= Collectif pour la réussite et l'épanouissement de l'enfant =

The Collectif pour la réussite et l'épanouissement de l'enfant (CRÉE) was a short-lived political party in the educational system of Montreal, Quebec, Canada. It contested the 2003 school commission elections for the Commission scolaire de Montréal (CSM), the primary francophone board in Montreal, and saw three of its candidates elected.

CRÉE was founded in September 2003 as a successor party to the Regroupement scolaire confessionnel (RSC). The RSC had been defeated in the 1998 school commission elections, but formed a majority on the commission the following year in alliance with five defectors from the governing Mouvement pour une école moderne et ouverte (MEMO) party. CRÉE's founders included both RSC members and MEMO defectors; its leader was former MEMO commissioner Marcellin Noël.
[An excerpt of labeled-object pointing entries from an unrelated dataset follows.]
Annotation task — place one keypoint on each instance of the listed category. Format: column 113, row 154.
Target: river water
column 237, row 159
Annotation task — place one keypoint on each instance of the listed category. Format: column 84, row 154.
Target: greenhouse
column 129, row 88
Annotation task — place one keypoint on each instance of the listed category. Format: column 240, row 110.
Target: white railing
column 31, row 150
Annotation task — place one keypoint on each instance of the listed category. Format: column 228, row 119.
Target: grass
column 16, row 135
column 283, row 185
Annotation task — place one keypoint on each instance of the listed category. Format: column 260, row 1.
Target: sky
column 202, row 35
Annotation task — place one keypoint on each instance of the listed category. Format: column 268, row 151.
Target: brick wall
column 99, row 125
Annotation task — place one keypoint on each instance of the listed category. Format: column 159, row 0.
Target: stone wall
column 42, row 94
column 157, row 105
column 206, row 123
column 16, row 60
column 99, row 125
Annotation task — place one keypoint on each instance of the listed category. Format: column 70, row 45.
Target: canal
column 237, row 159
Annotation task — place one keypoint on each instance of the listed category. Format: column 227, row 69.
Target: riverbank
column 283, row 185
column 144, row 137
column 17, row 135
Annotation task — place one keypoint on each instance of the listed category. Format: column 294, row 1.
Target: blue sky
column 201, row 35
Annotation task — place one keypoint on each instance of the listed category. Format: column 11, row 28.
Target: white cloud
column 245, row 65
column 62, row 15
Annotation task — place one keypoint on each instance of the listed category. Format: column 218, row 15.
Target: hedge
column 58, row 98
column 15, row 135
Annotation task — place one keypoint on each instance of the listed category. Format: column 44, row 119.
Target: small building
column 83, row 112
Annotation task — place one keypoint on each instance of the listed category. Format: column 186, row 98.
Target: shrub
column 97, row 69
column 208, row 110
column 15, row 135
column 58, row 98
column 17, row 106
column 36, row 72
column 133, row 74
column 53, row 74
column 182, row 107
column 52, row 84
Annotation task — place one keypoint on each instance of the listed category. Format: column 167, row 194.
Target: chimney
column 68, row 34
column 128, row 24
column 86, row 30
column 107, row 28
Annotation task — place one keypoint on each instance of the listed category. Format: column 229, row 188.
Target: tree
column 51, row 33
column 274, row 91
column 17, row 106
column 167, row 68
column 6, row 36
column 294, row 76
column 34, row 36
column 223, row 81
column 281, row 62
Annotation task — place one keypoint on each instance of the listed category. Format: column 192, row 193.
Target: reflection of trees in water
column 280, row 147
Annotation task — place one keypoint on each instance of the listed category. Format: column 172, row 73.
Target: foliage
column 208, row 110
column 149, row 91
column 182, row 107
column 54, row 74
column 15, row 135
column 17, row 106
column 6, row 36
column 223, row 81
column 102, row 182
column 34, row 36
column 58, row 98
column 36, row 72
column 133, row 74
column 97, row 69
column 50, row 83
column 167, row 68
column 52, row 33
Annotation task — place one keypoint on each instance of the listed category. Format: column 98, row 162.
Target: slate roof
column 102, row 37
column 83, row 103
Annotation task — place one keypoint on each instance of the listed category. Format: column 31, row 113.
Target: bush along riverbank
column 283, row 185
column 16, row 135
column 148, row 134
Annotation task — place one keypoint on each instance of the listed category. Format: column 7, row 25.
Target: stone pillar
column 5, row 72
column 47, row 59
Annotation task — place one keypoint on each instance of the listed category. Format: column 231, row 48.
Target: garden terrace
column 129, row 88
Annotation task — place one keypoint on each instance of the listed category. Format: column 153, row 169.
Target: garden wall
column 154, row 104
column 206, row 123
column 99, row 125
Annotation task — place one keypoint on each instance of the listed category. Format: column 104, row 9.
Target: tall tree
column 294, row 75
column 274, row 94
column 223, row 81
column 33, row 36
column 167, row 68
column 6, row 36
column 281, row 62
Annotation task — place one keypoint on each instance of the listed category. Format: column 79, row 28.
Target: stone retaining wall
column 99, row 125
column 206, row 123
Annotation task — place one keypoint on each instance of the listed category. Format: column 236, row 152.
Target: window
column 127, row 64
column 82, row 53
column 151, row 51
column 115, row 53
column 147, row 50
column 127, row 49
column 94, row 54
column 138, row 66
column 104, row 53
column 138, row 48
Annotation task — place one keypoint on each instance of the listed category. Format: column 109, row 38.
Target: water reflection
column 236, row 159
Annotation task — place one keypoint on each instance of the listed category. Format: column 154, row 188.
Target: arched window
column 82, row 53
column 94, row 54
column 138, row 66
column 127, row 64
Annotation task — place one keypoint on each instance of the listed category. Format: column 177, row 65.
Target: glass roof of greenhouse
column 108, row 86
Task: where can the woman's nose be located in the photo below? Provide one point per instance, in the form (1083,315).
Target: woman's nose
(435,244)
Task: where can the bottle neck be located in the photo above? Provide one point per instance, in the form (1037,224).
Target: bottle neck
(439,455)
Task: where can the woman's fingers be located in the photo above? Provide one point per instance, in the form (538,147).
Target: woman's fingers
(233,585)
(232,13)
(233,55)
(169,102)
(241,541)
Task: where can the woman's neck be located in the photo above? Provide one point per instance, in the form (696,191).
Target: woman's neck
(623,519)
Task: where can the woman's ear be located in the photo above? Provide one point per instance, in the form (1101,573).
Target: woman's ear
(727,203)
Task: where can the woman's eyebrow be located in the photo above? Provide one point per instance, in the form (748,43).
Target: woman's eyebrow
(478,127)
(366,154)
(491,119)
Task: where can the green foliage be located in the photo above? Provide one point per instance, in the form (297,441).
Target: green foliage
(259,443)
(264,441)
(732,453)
The party's electoral platform focused on what party leaders described as the personal development of schoolchildren. CRÉE promised to improve French-language education and to introduce English-language instruction as early as the first grade; it also pledged that special attention would be given to boys in public schools and promised to encourage the creation of boys-only classes. CRÉE emphasized that, unlike MEMO, it was not connected to any federal or provincial party.

MEMO won a landslide victory in the 2003 elections, taking eighteen of twenty-one seats. The only CRÉE candidates returned were Viken Afarian, Lyn Faust, and Gérald Morel. All served in opposition for the next four years, though the party itself seems to have become dormant. Both Faust and Morel stood down at the 2007 elections; Afarian sought re-election as an independent candidate and was defeated.